Concerning the 2020-2021 budget report, enterprises(SMEs) can be benefited in a maximum loan of 2-million and can apply a special financial relief which is more than HK$180,000:

  1. HK Government introduces a concessionary low-interest loan with 100% Government guarantee for enterprises, which will be opened for application for 6 months. The maximum lending amount is $2 million with repayment up to a maximum 3 year. Moratorium on principal repayment for first 6 months.
  2. Reduce profits tax for 2019-20 assessment year by 100%, subject to a $20,000 ceiling.
  3. Waive rates for non-domestic properties for 2020-21, subject to a ceiling of $5,000 per quarter in ­first two quarters and $1,500 per quarter for the remaining two quarters.
  4. Waive business registration fees for 2020-21.
  5. Waive registration fees for company annual returns for 2 years.
  6. An extra subsidy on 75% of the monthly electricity charges for the non-residential account for 4 extra months, subject to a monthly cap of $5,000.
  7. A relief on the water and sewage charges of non-domestic households: a waiver of 75% charges for 4 extra months, subject to a monthly cap of $20,000 and $12,500 respectively.
  8. Rental for Government properties/properties covered by short-term and temporary waivers: 50% reduction for 6 months

At the same time, the budget report also helps enterprises to develop local markets as well as in PRC and Oversea.

  1. Hong Kong Government will continue to support the sector in expanding into overseas and Mainland markets and promote the development of our professional services sector in the Greater Bay Area under the “early and pilot implementation” approach.
  2. To cope with the development of the Greater Bay Area and to attract more private equity funds to domicile and operate in Hong Kong, we plan to provide tax concession for carried interest issued by private equity funds operating in Hong Kong subject to the fulfilment of certain conditions.
  3. The Financial Action Task Force (FATF) completed a comprehensive evaluation of HongKong’s anti-money laundering and counter-terrorist financing (AML/CTF) regime including the Government will further enhance Hong Kong’s AML/CTF regime and consider incorporating virtual asset service providers and dealers in precious metals, stones and jewellery into the AML/CTF regulatory framework.

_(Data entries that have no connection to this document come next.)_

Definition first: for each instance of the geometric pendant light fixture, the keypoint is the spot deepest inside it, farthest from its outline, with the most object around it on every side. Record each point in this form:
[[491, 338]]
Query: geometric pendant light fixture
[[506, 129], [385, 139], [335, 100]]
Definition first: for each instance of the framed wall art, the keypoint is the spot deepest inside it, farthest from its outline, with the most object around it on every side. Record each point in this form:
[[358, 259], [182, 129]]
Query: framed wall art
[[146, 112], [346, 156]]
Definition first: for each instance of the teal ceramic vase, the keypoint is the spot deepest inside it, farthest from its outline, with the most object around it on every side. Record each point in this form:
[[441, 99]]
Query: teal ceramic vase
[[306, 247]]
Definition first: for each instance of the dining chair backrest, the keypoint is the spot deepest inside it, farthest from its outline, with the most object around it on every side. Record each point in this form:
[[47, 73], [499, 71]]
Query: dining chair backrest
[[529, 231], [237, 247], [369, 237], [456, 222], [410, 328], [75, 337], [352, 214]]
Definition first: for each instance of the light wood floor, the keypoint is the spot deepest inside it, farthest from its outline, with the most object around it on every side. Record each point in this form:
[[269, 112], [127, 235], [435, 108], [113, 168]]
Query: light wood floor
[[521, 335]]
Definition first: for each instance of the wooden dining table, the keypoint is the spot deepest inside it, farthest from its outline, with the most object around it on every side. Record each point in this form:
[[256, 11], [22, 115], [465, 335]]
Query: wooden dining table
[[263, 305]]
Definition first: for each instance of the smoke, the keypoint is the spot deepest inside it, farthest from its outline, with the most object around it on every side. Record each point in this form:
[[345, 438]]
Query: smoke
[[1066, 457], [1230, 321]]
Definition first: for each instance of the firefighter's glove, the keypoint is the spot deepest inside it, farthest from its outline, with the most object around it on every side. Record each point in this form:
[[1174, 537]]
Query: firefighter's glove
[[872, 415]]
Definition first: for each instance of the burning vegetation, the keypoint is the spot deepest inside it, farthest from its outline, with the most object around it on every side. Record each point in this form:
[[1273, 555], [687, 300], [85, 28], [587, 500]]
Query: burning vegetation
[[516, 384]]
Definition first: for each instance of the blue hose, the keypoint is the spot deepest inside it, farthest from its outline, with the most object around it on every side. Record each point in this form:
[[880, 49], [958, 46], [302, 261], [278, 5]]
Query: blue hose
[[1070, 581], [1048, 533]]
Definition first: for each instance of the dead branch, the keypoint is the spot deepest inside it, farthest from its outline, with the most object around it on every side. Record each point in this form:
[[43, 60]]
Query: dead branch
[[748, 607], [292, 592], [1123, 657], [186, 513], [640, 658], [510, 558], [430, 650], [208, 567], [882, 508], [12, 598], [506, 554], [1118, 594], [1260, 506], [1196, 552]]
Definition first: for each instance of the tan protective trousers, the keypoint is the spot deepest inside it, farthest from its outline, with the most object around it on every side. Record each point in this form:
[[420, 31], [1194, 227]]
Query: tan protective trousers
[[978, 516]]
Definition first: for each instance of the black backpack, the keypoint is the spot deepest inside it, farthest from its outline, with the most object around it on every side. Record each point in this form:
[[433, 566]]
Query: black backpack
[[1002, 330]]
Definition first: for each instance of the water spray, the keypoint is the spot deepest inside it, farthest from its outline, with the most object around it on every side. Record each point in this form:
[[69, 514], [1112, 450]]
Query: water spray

We plan to consult the public on detailed proposals this year.
  4. Regarding the establishment of two-way wealth management connect scheme, it aims to enable residents of Hong Kong and Mainland cities in the Greater Bay Area to invest in wealth management products in each other’s market. This will create more business opportunities for the financial industries of the two places, and provide more choices for residents therein, thereby facilitating the cross-boundary flow and use of RMB.
  5. Leveraging Hong Kong’s platform function for taking forward Belt and Road projects, the Government will continue to support local enterprises and professional services sectors to go global with Mainland enterprises to tap overseas markets by, among other things, setting up a business in the Mainland’s overseas Economic and Trade Co-operation Zones.
  6. The Government has been making full efforts to introduce new fund structures, including the preparation of new legislation on the establishment of a limited partnership regime that meets the operational needs of funds, to encourage the setting up of private equity funds in Hong Kong.

Regarding the challenge of climate change, the Government pay a role in environmental protection by finical supporting to manufacturers:

  1. Plan to issue green bonds totalling $66 billion within the next five years,
  2. Setting up a $200 million Green Tech Fund to support R&D (Research and Development) and application of decarbonisation and green technologies.